Audrey Rivero, Reporter

Bisphenol A, commonly known as BPA, the chemical used in plastics universally, can increase the risk of asthma in school-age girls. These findings can be attributed to a study of around 3,000 pairs of mothers and children from six European countries. Although initially confusing in the regard of sex specifics, BPA is technically a synthetic estrogen, meaning it very closely resembles the natural chemical structure of estrogen.

In the womb, during the development of the child, hormones play an immense role in the shaping of the baby’s health. Dr. Leonardo Trasande, director of environmental pediatrics at NYU Langone Health, had several possible outlooks into the situation. One of which he claims to be: “when a baby is growing in utero, the lung buds are shaped by a host of factors of which sex hormones are one, so if there’s an imbalance of sex hormones induced, for example, by an exogenous estrogen like BPA, that could be part of the story.”
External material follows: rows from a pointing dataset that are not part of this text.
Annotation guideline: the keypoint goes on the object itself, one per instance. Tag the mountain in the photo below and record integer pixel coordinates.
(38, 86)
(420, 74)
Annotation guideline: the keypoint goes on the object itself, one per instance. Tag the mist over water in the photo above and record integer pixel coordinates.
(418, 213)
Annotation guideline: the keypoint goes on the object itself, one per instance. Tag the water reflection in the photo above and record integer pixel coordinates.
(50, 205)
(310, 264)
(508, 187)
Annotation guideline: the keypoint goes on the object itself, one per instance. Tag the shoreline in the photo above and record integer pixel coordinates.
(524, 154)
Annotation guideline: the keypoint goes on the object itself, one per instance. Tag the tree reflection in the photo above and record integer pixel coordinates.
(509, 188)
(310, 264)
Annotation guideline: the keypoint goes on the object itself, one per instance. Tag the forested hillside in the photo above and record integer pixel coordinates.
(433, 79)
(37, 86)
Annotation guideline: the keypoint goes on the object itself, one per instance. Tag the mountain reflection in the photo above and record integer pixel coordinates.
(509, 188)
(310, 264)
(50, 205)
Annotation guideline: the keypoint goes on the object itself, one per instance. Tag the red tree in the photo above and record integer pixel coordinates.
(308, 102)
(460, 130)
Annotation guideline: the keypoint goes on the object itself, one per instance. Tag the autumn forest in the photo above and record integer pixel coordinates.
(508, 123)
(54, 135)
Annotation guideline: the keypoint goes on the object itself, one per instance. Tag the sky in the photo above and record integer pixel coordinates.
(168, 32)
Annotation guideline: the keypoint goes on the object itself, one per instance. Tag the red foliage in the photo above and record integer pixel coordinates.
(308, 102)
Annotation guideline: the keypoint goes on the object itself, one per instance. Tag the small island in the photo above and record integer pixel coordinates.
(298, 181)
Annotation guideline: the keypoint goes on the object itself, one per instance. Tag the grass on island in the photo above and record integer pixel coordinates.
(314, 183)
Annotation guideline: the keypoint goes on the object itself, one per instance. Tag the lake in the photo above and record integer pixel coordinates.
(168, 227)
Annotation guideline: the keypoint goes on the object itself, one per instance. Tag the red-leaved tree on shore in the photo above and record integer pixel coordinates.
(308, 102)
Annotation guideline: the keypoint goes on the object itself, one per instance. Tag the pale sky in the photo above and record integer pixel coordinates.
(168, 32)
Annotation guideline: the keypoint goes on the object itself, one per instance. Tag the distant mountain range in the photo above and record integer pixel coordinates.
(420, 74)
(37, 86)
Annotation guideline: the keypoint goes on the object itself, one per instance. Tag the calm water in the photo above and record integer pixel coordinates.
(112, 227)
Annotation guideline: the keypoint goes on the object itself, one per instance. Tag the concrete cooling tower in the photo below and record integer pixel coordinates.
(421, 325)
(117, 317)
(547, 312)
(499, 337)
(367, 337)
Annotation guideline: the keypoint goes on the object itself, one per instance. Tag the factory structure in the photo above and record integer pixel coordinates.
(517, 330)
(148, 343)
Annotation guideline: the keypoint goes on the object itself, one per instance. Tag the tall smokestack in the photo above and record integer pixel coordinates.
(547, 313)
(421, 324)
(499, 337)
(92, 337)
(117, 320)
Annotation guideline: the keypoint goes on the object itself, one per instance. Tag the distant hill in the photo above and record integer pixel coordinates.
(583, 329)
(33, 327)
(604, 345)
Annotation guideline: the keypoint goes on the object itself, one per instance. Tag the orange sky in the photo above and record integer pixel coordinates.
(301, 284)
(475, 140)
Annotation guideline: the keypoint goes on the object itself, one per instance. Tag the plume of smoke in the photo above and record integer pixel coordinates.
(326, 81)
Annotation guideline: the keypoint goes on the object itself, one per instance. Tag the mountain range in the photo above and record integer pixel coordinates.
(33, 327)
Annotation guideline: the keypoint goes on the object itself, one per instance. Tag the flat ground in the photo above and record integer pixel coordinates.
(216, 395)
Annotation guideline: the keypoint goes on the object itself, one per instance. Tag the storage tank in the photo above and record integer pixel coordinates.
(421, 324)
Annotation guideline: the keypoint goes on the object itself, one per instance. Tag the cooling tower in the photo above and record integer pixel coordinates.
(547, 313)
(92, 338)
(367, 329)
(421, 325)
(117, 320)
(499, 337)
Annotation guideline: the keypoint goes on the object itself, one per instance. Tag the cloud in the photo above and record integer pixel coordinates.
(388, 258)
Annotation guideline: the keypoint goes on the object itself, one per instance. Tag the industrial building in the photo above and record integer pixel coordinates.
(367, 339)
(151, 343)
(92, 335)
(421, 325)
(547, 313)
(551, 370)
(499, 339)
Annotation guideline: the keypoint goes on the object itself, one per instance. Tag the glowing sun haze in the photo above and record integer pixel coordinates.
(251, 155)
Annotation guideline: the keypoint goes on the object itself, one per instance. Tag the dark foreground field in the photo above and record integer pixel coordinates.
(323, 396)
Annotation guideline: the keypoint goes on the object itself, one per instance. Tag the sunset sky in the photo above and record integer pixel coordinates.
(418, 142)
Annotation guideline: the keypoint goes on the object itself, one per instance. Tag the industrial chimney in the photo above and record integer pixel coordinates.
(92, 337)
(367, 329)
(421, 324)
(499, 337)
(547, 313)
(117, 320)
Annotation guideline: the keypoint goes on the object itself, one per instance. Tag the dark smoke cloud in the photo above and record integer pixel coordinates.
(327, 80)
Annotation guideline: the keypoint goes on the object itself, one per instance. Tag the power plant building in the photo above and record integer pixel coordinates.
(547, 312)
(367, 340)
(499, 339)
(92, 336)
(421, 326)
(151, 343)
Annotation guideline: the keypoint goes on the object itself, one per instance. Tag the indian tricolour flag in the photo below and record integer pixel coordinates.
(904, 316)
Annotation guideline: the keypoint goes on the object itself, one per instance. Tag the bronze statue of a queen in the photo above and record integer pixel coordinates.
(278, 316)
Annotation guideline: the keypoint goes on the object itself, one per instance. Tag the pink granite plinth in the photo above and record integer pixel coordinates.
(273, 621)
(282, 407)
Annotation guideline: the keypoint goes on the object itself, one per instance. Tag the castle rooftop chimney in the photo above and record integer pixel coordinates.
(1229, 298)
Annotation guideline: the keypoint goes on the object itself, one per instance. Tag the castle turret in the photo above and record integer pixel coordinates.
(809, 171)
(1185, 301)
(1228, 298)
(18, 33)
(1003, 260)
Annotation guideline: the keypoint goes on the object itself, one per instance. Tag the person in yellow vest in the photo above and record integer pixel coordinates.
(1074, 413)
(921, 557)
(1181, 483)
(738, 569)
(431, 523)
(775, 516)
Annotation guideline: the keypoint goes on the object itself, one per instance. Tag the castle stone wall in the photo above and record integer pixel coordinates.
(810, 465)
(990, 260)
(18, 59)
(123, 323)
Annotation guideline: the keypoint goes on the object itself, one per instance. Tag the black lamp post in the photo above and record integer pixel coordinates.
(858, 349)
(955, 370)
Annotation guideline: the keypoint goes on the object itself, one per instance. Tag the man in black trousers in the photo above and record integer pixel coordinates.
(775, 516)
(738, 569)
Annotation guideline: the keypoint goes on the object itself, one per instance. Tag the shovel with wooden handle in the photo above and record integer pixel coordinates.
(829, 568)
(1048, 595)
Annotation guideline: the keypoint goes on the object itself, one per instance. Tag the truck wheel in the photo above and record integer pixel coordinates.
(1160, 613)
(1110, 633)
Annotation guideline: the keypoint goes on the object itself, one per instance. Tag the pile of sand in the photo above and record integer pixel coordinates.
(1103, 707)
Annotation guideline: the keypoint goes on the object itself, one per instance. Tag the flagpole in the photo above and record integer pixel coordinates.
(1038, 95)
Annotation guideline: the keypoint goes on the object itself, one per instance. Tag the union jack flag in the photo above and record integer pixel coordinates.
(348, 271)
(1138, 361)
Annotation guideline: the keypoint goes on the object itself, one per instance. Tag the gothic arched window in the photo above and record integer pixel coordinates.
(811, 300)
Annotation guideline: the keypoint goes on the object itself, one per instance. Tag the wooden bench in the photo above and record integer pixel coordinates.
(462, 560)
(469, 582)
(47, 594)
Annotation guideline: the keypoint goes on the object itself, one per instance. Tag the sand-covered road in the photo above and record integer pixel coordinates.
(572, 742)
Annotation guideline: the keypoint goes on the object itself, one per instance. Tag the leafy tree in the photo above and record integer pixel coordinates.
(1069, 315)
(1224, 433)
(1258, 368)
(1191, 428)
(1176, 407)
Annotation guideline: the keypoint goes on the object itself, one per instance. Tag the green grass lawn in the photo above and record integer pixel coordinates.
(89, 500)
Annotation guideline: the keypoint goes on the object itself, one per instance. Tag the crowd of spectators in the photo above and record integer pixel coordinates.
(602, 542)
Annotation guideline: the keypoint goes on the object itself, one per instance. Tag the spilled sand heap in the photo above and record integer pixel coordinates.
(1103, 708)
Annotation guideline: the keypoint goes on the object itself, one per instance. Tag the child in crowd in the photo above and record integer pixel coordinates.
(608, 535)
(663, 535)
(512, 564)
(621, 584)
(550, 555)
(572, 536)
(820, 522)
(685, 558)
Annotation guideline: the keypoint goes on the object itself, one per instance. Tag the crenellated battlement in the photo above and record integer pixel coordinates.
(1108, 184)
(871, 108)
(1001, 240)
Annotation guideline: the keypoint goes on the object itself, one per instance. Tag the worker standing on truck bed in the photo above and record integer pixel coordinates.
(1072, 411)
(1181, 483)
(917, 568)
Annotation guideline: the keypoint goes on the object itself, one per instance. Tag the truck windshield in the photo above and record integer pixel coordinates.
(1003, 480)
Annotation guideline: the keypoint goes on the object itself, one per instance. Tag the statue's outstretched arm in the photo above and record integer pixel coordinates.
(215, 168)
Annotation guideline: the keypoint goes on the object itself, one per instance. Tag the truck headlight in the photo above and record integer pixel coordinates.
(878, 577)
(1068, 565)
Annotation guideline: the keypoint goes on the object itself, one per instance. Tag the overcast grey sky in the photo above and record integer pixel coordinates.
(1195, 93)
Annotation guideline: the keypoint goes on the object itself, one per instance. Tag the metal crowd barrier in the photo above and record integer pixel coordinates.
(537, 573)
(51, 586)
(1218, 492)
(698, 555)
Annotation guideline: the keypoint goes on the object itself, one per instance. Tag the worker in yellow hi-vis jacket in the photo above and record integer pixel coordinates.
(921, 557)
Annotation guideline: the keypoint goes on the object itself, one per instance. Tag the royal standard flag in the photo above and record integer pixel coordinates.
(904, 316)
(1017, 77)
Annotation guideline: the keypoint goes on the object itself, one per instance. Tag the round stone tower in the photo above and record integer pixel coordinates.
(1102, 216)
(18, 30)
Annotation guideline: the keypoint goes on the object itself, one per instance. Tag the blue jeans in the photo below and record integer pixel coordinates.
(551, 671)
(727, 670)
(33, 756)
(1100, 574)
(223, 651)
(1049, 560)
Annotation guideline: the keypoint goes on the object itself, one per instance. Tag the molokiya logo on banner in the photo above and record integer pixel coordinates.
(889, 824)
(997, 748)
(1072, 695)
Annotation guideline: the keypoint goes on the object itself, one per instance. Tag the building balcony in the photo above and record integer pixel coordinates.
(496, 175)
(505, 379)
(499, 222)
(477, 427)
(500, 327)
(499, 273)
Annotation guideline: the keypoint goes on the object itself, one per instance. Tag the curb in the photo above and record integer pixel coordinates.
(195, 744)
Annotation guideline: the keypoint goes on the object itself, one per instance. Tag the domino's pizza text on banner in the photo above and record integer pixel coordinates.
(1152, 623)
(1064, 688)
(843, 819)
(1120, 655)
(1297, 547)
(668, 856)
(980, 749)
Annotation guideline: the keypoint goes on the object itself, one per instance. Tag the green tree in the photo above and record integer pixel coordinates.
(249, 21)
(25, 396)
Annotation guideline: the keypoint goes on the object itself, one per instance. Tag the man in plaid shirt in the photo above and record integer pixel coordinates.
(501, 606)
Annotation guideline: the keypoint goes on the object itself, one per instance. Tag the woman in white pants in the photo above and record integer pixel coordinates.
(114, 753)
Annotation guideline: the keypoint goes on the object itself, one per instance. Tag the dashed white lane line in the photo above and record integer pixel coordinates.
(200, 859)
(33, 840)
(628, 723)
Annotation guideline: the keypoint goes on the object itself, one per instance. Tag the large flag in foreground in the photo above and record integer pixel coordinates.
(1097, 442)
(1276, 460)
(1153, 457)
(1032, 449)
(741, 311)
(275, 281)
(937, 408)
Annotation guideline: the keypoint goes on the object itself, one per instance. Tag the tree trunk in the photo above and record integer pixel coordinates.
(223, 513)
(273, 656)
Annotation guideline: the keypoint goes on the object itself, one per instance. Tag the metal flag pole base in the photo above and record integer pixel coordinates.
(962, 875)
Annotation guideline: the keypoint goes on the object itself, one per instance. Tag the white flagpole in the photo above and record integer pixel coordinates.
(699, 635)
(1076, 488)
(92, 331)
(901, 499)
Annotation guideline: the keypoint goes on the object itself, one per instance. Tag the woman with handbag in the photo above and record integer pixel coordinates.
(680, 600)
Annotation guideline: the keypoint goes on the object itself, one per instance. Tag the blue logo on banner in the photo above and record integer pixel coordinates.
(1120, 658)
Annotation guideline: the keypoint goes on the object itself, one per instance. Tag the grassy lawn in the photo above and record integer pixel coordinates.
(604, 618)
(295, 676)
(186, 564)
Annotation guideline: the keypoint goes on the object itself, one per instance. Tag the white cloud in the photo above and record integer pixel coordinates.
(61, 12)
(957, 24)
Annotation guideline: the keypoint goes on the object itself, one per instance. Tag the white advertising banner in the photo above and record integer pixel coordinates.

BPA exposure is somewhat difficult to avoid, however there are a multitude of ways to avoid it on your day-to-day basis. Avoiding plastics in general is your best bet; when you put plastics to heat, they tend to release more of these harmful chemicals, so it’s best to avoid heating them by either microwave or dishwashers. Either way, the safety of these chemicals is not as dangerous as it sounds, and several reforms already exist to ensure consumer health.